ASALIST POST
Selama
kita masih menghirup oksigen, sesungguhnya kita hanya mengalami perulangan dari
hari ke hari. Siang dan malam hanyalah untuk membedakan antara gelap dan
terang, matahari kita tetaplah yang itu juga. Bumi yang kita tinggali pun
tidaklah berbeda dengan yang kemarin. Lalu kenapa kita harus ‘hidup
tergesa-gesa’ seakan dunia segera berakhir hanya karena ada kata ‘sudah malam’,
sudah sore, dan lain-lain. Konsep waktu dan hitungan kalender bisa saja menjadi
penjara bagi kehidupan manusia, meski dengan manisnya disebut sebagai
peradaban. Kita hanya mengalami ritme suksesi dari hari ke hari, kita terjebak
dalam 'keinginan yang menjadi sebuah alasan untuk hidup, alasan itu pun
terkesan dibuat-buat karena kurangnya pencahayaan dalam otak kita yang hampir buta
untuk memahami bahwa 'segala sesuatu ada, lahir, bergerak, tumbuh dan berakhir
mati adalah pasti terhimpun, terangkum dan terpetakan dalam Kuasa-Nya, Dia-lah
yang mengatur segala sesuatu.
Mari
kita cermati hidup kita semenjak mata kita terbuka di pagi hari. Kita menyebutnya
'bangun tidur'. Andaikan kita rela untuk membuat simpulan hidup sepanjang usia
yang tengah kita jalani dalam ‘putaran sang waktu’ ini dengan sebuah metafora
tentang “HIDUP DUA HARI”.
Ketika
kita lahir serupa ‘bayi kecil-mungil’ dan membahagiakan, itulah hidup kita di
pagi hari. Kisah sang waktu ini pun, akan sangat beragam sesuai kehendak sang
pencipta yang melahirkannya. Lalu kita
pun beranjak menjadi anak remaja dan dewasa, itulah serupa ‘sang pagi’ mulai
bergerak menyambut sinar mentari untuk singgah ‘di siang nan panas’ dengan ‘semangat
dan emosi meraih mimpi masa depan.
Tanpa
terasa, petang pun menjelang menyapa ‘dewasa’ yang mulai ‘ringkih’ dibalut tua
renta. Hingga matahari tenggelam melahirkan ‘sang malam’ sebagai isyarat ‘manusia
telah menutup mata’ untuk mengakhiri ‘hidupnya. Inilah sebuah masa terlelap
dalam tidur serupa di ALAM KUBUR. Tersenyum dengan mimpi indahnya karena selama
siang hari tadi mampu membahagiakan dan menghidupkan harinya. Namun ada pula
yang meringis dan menangis karena didera mimpi buruk yang berkepanjangan karena
hanya bisa mencipta siang hari yang sia-sia tanpa guna. Nestapa dirasa
sepanjang lelapnya, menanti HARI KEDUA sebagai HARI PERHITUNGAN dan HARI PEMBALASAN.
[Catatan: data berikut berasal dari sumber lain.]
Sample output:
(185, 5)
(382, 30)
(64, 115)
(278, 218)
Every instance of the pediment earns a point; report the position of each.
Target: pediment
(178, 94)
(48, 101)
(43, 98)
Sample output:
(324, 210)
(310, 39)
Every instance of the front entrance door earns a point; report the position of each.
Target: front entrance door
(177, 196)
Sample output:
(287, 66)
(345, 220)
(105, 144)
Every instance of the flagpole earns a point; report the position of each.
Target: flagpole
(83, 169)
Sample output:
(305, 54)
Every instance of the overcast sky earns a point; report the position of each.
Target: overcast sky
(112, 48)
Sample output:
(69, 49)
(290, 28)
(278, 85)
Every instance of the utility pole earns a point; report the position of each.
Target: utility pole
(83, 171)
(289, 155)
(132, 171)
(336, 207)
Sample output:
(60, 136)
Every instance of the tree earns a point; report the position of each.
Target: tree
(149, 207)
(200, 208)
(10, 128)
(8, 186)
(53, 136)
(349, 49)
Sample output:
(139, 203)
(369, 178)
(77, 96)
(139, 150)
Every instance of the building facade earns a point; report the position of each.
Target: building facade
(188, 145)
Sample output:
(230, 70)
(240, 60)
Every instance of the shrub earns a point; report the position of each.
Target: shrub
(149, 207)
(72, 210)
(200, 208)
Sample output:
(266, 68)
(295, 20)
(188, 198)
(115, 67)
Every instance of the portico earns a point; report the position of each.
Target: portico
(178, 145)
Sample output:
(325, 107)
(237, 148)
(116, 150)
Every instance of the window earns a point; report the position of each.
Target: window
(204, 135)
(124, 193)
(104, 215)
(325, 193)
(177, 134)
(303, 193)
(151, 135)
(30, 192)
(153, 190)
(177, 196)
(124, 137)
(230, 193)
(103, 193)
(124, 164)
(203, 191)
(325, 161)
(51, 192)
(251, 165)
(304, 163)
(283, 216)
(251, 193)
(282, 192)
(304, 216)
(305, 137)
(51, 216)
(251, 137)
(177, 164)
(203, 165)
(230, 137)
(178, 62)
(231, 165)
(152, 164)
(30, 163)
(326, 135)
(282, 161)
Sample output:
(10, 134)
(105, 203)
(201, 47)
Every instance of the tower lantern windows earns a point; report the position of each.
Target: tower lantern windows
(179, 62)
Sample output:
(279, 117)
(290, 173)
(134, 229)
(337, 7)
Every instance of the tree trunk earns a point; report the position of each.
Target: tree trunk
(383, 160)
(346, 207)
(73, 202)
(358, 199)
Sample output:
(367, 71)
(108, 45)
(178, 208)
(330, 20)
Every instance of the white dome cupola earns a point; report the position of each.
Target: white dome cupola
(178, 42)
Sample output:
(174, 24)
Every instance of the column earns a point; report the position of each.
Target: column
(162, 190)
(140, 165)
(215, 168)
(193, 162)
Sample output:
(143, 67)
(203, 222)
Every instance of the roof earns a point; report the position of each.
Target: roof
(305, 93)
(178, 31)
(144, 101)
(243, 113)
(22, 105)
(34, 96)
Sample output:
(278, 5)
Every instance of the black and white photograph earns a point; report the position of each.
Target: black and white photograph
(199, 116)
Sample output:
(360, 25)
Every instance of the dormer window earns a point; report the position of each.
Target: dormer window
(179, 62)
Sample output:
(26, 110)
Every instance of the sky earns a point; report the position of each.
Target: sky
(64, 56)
Inilah hari dimana sangat tergantung dari sebelumnya yang tidak dapat terulang.
Manakala kita mampu mempersiapkan diri untuk HIDUP DI HARI KEDUA, tentunya kita
akan bahagia di hari kedua tersebut. Semisal hari pertama sebelum tidur kita ‘menyimpan
bekal yang cukup berupa makanan dan buah yang ranum’ maka di pagi hari pada
hari kedua pun kita akan mampu tersenyum. Namun jika sebaliknya, membuang waktu
percuma di hari pertama, maka hari kedua pun menjadi hampa.Itulah umpama hidup
kita saat ini, lalu mati di alam kubur, kemudian berjumpa dengan alam akhirat
yang penuh keabadian. Hidup dalam dua hari tak dapat terulang, demikian pula
hidup kita yang panjang dengan lima tahapan alam. Alam jiwa, alam janin, alam
dunia, alam kubur dan alam akhirat, semuanya pun tak mungkin dapat terulang.
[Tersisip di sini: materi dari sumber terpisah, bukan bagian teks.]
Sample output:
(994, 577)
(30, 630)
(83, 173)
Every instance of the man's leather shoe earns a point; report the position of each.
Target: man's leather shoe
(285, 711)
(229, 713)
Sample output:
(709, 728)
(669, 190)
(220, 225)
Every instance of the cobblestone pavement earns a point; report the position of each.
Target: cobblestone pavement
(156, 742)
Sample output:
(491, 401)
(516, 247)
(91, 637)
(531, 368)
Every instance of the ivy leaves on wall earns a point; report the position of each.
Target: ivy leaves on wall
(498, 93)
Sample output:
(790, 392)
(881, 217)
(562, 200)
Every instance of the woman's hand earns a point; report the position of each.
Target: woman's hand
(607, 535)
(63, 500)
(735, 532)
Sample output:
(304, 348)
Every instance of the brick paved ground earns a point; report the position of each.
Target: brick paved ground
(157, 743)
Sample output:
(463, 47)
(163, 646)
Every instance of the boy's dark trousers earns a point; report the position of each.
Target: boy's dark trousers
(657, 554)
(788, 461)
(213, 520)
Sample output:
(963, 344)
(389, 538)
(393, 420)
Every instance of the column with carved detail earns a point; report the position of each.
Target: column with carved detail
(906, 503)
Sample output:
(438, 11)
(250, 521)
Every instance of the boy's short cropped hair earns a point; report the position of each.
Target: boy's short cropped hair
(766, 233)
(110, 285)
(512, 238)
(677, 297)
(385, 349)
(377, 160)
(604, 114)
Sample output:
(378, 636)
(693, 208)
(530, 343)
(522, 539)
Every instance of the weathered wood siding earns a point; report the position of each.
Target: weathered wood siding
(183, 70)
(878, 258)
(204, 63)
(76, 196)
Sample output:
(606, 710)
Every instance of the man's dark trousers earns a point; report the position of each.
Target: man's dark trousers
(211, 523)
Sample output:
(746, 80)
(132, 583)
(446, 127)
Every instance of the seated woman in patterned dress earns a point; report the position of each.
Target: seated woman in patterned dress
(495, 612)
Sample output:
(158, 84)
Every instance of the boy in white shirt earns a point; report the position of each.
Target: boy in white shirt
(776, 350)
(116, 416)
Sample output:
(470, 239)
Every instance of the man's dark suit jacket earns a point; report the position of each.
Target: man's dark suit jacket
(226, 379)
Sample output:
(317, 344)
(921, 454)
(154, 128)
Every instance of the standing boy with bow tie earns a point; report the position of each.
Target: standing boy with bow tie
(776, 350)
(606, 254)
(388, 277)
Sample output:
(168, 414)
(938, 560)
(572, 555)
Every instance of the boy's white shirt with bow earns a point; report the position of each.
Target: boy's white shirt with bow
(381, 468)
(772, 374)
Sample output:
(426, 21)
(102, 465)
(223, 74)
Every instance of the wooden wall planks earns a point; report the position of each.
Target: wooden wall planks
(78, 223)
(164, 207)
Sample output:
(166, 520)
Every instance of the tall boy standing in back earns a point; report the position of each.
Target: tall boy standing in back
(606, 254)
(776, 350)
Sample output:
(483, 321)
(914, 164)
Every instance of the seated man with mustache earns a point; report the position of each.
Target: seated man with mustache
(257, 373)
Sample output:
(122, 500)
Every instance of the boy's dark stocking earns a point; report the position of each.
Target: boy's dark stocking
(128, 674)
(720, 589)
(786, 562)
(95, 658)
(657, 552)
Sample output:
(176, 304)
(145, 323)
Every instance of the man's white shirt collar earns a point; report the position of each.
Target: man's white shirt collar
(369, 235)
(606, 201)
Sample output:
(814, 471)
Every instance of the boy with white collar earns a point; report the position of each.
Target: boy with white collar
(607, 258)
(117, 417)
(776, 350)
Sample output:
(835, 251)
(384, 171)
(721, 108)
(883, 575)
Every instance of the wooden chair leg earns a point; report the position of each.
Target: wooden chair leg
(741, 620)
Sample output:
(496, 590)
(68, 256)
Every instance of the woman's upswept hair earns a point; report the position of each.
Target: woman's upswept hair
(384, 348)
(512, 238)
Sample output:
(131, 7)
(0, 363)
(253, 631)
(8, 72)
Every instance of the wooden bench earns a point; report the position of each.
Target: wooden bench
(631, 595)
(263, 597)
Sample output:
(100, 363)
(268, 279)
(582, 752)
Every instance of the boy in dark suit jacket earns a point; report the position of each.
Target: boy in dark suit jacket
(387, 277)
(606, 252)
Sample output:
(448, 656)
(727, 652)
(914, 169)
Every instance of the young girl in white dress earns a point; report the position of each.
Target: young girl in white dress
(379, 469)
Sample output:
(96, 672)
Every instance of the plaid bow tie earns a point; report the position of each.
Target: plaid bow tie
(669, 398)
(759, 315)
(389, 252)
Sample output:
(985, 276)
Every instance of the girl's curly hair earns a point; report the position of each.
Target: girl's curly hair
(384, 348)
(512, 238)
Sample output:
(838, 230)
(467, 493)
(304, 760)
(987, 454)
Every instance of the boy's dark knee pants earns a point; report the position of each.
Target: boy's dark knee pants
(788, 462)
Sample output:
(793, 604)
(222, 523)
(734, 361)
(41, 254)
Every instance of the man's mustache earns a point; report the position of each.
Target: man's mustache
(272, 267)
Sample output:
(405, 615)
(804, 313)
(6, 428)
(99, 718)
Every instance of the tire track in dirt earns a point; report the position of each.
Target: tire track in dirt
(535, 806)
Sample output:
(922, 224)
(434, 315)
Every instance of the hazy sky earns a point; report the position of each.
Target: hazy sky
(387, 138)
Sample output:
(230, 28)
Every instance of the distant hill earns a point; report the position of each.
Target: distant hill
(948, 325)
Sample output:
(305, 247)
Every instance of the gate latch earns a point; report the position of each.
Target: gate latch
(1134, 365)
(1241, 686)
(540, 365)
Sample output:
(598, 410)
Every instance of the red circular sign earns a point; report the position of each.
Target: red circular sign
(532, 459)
Segala puji bagi Allah, Tuhan seluruh alam.
Saya
akan coba membantu untuk memahami segenap alam tersebut dengan beberapa
sentuhan alam kekini-an. Alam jiwa, tentu saja dengan perihal ‘bangun tidur’
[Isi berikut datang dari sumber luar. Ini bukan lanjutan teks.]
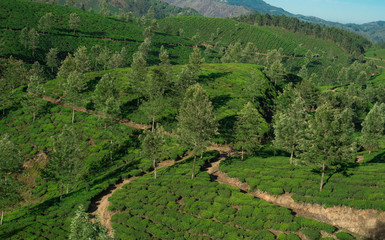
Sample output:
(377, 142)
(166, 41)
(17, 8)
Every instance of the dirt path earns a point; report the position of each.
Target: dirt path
(82, 109)
(369, 223)
(99, 205)
(99, 208)
(377, 59)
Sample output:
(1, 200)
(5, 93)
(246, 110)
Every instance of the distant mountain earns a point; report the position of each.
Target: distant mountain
(258, 6)
(233, 8)
(211, 8)
(137, 7)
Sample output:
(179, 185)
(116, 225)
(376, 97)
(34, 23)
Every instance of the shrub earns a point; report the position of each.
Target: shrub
(282, 236)
(311, 234)
(344, 236)
(292, 236)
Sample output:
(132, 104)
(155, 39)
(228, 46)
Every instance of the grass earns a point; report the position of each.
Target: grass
(93, 29)
(46, 216)
(360, 186)
(224, 84)
(182, 208)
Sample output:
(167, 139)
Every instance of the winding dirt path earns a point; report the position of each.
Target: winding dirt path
(83, 109)
(100, 206)
(368, 222)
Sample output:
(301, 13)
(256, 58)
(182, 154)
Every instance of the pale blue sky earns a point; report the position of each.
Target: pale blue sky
(343, 11)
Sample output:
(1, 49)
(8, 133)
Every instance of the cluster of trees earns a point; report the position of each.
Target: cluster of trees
(30, 38)
(320, 128)
(351, 42)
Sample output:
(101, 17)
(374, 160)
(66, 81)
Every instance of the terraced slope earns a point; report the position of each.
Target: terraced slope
(211, 8)
(93, 29)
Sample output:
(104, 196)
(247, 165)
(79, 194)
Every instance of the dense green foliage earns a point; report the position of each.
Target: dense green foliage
(363, 189)
(351, 42)
(53, 151)
(181, 208)
(93, 29)
(137, 8)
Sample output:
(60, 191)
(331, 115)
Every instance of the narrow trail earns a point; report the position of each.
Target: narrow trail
(83, 109)
(368, 222)
(99, 205)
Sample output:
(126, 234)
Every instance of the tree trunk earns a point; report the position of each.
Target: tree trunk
(73, 113)
(193, 172)
(322, 176)
(2, 215)
(61, 191)
(111, 151)
(292, 153)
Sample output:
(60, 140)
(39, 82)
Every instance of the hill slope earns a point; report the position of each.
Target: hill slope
(138, 8)
(211, 8)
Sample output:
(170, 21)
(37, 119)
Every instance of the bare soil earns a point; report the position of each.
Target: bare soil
(368, 222)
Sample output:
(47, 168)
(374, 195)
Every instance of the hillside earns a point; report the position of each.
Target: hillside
(173, 128)
(258, 6)
(211, 8)
(92, 30)
(138, 8)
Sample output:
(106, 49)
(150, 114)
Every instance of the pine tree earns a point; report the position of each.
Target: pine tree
(250, 128)
(46, 22)
(373, 128)
(33, 102)
(83, 228)
(153, 91)
(190, 73)
(289, 126)
(106, 101)
(144, 48)
(116, 61)
(15, 72)
(67, 66)
(37, 70)
(275, 72)
(82, 60)
(104, 8)
(255, 87)
(329, 139)
(10, 164)
(153, 146)
(249, 53)
(72, 86)
(138, 73)
(74, 21)
(65, 159)
(104, 57)
(6, 95)
(51, 59)
(24, 37)
(150, 13)
(196, 121)
(33, 40)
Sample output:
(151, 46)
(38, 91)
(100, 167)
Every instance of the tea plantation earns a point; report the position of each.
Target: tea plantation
(361, 186)
(176, 207)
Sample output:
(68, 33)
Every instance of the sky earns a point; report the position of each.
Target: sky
(343, 11)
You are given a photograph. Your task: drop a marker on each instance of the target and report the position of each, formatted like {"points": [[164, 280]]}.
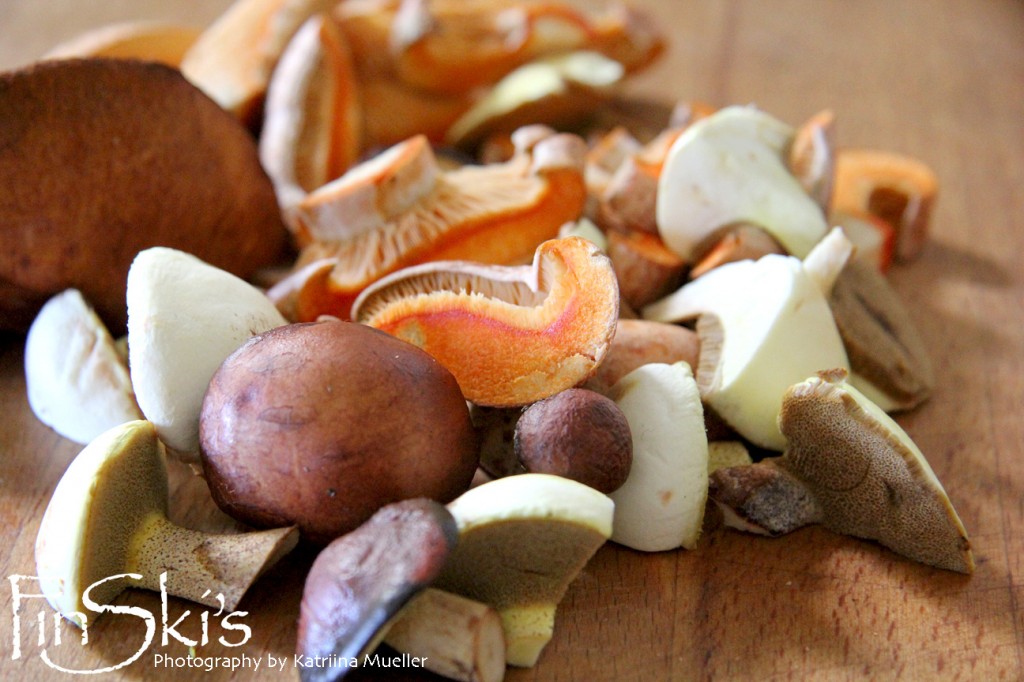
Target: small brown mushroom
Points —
{"points": [[579, 434], [321, 424], [851, 468], [108, 516], [359, 585]]}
tadi. Sang janin mulai berjiwa bisa kita rasakan ketika detik pertama kita ‘terbangun’
dari tidur. Kemanakah jiwa kita di kala ‘terlelap’ tidur. Itulah simulasi ‘mati’
bagi kita. Setelah kematian, kita pun memasuki babak baru dimensi kehidupan
yang disebut alam kubur. Alam ‘janin’ pun
serupa dengan kehidupan di alam kubur dengan ‘ketiadaan’ oksigen, tumbuhan
maupun hewan. Tuhan telah mengajari kita, bagaimana sang janin hidup dan tumbuh
dalam ‘kegelapan’. Memahami ‘alam kubur’ tak mungkin terjangkau secara logika.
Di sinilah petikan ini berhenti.